It was the pronunciation guide you put in parentheses (roedkaal) that my mind pronounced roadkill and sitting next to the word armadillo the association was fixed.

It reminds me of shopping at SavALot and buying Dr. Poop soda.  I read it that way once, now it always looks that way (Dr. Pop).


----------



## taxlady (Dec 17, 2010)

Zhizara said:


> It was the pronunciation guide you put in parentheses (roedkaal) that my mind pronounced roadkill and sitting next to the word armadillo the association was fixed.
> 
> It reminds me of shopping at SavALot and buying Dr. Poop soda.  I read it that way once, now it always looks that way (Dr. Pop).

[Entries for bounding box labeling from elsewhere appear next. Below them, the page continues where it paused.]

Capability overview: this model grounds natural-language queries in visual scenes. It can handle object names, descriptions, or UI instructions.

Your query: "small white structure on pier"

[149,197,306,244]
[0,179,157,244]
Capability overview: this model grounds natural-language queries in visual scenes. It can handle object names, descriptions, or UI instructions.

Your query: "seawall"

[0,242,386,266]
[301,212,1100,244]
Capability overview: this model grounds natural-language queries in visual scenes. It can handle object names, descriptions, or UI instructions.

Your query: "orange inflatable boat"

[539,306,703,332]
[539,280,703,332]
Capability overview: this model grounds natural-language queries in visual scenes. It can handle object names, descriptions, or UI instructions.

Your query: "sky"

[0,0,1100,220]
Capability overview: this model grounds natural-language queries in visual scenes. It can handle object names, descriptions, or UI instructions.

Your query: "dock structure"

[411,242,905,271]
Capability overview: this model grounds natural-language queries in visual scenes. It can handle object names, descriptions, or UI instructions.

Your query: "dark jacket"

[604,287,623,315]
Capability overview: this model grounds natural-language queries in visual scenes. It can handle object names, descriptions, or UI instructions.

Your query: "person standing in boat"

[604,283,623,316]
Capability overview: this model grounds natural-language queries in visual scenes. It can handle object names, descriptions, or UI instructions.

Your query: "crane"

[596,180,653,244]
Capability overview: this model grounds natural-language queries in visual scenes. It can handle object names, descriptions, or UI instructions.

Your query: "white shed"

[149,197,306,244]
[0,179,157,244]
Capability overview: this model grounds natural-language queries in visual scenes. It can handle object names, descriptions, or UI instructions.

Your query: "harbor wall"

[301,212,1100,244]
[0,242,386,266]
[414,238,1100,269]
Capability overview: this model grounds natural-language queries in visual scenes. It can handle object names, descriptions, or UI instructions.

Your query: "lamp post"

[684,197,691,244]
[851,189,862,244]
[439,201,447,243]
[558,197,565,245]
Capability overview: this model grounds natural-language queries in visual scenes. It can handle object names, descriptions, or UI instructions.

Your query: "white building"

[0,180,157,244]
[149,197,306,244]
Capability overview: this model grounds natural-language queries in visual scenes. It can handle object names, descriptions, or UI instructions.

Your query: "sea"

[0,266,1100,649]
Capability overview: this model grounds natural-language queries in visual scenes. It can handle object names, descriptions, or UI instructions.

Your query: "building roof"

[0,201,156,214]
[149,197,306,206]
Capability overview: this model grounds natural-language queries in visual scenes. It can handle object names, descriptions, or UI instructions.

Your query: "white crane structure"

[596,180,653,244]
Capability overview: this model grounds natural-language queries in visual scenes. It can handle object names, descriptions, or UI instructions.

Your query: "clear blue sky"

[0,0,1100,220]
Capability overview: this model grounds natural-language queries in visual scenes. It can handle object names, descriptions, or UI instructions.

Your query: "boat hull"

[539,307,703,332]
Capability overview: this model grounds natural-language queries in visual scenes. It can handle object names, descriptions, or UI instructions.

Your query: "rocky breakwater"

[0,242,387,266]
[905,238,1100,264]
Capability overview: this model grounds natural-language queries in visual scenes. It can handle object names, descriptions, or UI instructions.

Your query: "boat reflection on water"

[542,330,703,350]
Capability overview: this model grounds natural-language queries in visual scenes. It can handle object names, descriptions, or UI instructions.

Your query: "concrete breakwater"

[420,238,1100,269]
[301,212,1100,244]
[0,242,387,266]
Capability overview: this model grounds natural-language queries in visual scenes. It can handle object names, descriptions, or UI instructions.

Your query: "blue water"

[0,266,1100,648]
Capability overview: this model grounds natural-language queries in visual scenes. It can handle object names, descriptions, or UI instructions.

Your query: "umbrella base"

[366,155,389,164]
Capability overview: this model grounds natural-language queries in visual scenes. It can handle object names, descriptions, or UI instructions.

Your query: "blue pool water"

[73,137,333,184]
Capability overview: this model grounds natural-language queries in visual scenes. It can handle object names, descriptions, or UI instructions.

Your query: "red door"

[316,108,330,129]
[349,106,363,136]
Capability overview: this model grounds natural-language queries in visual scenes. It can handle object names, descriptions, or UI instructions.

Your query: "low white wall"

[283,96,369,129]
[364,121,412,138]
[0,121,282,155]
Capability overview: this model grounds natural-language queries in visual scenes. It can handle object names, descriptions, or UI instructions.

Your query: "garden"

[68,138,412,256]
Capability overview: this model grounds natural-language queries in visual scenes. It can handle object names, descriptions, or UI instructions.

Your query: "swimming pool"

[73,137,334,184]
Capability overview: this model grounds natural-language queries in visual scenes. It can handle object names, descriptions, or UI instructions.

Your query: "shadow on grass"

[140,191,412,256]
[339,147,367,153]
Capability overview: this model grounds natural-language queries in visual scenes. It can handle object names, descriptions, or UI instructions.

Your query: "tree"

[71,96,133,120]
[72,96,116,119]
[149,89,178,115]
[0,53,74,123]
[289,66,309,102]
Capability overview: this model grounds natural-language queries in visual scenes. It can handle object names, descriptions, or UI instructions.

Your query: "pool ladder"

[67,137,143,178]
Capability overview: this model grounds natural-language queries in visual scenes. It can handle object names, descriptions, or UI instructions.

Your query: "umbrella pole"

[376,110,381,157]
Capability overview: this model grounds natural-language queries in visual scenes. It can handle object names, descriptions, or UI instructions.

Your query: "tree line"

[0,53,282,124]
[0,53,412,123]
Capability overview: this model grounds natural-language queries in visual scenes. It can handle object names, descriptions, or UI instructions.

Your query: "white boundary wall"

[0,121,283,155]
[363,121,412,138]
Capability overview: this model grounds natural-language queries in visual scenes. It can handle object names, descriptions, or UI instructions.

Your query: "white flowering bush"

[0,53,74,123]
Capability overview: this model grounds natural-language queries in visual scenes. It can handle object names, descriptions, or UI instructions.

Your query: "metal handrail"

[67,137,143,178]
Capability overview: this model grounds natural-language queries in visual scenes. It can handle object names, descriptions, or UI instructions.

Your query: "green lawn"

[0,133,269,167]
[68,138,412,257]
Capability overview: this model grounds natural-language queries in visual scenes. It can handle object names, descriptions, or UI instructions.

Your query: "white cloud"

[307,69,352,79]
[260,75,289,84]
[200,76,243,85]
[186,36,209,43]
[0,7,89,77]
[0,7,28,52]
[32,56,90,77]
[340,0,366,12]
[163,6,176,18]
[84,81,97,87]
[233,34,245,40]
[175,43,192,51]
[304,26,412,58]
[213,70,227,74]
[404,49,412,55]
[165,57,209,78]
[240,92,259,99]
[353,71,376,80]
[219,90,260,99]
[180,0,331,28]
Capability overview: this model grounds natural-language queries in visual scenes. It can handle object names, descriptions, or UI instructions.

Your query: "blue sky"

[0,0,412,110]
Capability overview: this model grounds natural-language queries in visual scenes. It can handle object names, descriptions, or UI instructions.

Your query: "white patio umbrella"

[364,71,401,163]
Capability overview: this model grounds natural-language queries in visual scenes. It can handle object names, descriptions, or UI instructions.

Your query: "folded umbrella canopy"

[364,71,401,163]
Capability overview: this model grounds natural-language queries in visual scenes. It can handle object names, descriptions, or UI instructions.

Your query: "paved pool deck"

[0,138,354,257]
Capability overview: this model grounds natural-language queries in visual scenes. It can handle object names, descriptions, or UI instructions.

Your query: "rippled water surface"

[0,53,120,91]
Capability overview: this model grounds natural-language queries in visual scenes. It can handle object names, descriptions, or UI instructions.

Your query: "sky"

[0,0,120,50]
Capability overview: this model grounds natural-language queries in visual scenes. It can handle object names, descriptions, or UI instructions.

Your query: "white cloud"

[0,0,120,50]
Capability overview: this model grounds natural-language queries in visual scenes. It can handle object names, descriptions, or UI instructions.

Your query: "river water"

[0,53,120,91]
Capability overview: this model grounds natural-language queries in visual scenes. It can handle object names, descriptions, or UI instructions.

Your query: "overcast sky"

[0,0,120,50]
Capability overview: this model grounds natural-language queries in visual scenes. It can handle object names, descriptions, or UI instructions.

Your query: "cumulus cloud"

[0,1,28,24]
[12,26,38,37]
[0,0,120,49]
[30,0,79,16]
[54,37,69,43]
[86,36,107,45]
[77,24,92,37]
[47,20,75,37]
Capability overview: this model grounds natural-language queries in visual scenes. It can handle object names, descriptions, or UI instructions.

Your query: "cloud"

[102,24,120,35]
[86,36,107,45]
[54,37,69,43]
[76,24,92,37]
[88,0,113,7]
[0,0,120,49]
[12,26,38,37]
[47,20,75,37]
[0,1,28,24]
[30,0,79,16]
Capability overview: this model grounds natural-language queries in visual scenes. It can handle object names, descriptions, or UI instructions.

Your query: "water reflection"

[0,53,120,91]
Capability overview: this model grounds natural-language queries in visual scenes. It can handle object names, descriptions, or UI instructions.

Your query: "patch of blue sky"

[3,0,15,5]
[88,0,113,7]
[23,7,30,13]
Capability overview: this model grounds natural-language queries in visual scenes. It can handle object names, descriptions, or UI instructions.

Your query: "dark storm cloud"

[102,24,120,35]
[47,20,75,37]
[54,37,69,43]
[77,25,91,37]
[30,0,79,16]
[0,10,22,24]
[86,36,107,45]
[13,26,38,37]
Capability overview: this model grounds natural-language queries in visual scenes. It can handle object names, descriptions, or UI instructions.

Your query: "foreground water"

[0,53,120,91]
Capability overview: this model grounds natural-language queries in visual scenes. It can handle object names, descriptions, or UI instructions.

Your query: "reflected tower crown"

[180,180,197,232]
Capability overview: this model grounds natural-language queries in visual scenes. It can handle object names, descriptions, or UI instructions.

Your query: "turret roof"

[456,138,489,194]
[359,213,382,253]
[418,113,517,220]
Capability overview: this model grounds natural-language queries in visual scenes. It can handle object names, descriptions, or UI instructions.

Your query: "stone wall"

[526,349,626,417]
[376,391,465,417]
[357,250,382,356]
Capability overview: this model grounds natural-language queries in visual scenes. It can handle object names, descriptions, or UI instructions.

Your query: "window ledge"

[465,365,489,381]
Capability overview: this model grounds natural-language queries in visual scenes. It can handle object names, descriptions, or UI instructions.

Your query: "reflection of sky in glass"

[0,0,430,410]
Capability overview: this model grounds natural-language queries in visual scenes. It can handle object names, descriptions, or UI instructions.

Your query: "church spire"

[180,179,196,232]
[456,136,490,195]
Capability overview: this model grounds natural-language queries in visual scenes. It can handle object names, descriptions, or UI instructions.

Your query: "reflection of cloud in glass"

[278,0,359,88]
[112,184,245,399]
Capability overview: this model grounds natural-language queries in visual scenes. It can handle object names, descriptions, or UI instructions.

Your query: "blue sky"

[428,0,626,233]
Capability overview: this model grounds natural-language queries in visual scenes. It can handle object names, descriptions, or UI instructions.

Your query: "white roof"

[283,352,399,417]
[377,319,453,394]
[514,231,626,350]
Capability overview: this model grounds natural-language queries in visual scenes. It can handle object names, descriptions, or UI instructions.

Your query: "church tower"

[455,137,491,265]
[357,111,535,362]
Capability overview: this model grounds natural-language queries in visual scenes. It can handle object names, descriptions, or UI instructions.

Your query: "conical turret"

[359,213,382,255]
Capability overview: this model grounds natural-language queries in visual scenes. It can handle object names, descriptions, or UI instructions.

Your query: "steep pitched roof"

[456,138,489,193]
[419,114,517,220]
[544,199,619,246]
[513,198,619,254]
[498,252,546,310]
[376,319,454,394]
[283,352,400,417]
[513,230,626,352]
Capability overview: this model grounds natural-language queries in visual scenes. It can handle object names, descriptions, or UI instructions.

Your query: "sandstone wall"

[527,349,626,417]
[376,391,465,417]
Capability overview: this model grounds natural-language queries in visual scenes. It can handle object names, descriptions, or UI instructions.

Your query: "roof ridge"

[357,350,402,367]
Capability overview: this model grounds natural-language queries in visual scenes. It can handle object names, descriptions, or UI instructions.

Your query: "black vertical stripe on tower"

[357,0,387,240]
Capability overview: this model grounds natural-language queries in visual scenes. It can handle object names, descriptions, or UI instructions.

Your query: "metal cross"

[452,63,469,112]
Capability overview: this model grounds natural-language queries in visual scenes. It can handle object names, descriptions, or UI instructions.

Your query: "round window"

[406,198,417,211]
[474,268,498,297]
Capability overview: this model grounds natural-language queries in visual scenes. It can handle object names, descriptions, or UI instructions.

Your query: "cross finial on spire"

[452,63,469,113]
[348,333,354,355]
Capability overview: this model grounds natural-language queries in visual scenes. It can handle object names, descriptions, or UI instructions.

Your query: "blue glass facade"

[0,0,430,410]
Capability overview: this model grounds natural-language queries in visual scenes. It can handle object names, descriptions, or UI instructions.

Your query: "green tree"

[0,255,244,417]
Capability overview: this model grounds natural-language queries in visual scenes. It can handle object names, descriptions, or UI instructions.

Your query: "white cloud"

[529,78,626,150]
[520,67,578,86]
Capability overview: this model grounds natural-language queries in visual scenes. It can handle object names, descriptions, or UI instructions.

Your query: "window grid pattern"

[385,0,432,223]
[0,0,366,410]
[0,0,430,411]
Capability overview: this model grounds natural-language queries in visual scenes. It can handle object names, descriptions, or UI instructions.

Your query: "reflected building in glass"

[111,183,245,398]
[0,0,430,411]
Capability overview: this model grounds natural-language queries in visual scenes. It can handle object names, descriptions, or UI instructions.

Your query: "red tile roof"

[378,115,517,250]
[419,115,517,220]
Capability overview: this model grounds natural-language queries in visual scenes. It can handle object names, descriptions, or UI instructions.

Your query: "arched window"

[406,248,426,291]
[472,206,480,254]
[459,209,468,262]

That wasn't a pronunciation guide  It was an alternative spelling - the way a Dane would write it when he doesn't have access to the three extra vowels at the end of the Danish alphabet.


----------



## Zhizara (Dec 17, 2010)




----------



## menumaker (Jul 5, 2014)

Well guys, I'm really pleased that I posed the original ISO for Spatzle because I have learned  new recipes, names for an otherwise familiar ingredient ( red cabbage) and a good laugh into the bargain. I serve mine with Venison as well as goose and duck and flavor it with a little cinnamon and nutmeg. I also make a big batch for Christmas, portion it up and freeze to bring out when i need it So, a big Thanks to you all. I hope you enjoyed your 4th July. We did, it's my husband's birthday!! We had a good lunch out, came home and chilled.


----------



## CWS4322 (Jul 5, 2014)

I think each Scandinavian country has a version of this. The Norwegian version uses red wine. The German version (okay, not Scandinavian) includes caraway seeds. One thing I've learned, omitting the red currant jelly is not acceptable. Although, one year at Christmas I used chokecherry jelly and that worked, another time I used highbush cranberry jelly. I have a head of red cabbage...maybe I should turn it into rødkål today...


----------